I just finished watching Parks and Recreation S4E6, End of the World. It’s a funny little show in which a radical religious group holds an all night vigil to welcome the end of the world which would be arriving at dawn. It was, of course, all in good fun, but it did open my eyes to a somewhat sobering reality: as Christians, when we focus all of our attention and faith on the other world, or the rapture, or the tribulation, or whatever kind of spiritual escapism that different interpretations of the Bible can provide—when we disconnect from this world nobody takes us seriously.

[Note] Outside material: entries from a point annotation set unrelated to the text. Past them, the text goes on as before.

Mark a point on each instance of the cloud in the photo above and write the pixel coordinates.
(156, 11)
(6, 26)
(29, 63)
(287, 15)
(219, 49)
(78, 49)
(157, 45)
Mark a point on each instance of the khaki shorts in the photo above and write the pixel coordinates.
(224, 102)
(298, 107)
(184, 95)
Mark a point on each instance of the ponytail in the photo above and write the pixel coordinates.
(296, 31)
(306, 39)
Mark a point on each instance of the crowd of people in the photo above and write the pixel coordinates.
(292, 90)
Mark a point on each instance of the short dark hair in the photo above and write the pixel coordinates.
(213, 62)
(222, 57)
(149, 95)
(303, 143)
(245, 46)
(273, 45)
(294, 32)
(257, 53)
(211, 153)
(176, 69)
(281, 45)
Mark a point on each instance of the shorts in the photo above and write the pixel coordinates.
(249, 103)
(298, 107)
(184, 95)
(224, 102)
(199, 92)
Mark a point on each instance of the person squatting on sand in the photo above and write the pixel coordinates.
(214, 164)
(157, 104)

Did you know that in 2015, we are expecting 2 solar eclipses and 4 blood moons, and according to some, the end of the world? I believe there is a book and everything. There is also a book called 88 Reasons Why the Rapture Will Be in 1988. And Hitler used to be the Antichrist. And you can find lots of somewhat ancient literature about Jesus coming back in A.D. 1000 And, and, and…

All of this is profoundly uninteresting, and I’ve already spent too much time on it. The point is this: we have work to do, and it’s here, and it’s now. The Kingdom of God is among us. We have good news, really good news, to take into the world. God is madly in love with humanity, and it’s up to us to let people know that. And sharing this news requires more than saying, “Jesus loves you,” and then moving on. People need to see the light of Christ in us, and sometimes that takes a while. Sometimes you have to know and love and live alongside someone for a few years before they really understand that you approach life differently. Sometimes people are so jaded by circumstances, or past hurts, or even tragically by other Christians, that you may have to go live alongside them for a very long time before their hearts are soft enough to even care about what you believe.

I have a friend at work who I’ve known for about eight years now. In that time, we have talked about politics and food and board games and yoga and raising kids. A few times, we even talked about faith and Jesus and the church. She just put in her notice so that she can work full time as a massage therapist, and we’ll probably keep in touch on a Facebook level, but those spontaneous life conversations are unlikely in our future. From here, I hope and pray that she never got the feeling that I was somehow “evangelizing” her, but instead that she at least knows that Jesus isn’t about condemnation or money or hypocrisy, and that Christians are at least a mixed bag. Those are the seeds I was able to sow of the course of the past eight years. And in the meantime, we enjoyed a real friendship as we worked alongside each other.

And I’m sure I haven’t been the perfect friend or the brightest light, but this is the Kingdom of God. We must be deeply involved in this world. Yes, we’re rooted in Christ. Yes, we are a holy priesthood. But what good is any of that if we’re constantly looking to somehow escape the world? Whether that’s looking for the rapture or surrounding ourselves exclusively with Christians, you can’t pursue the Kingdom of God in the absence of unbelievers. You can’t extend grace to those who don’t need it. The way Jesus put it is “Those who are well have no need of a physician, but those who are sick; I have come to call not the righteous but sinners.” That’s the one we follow.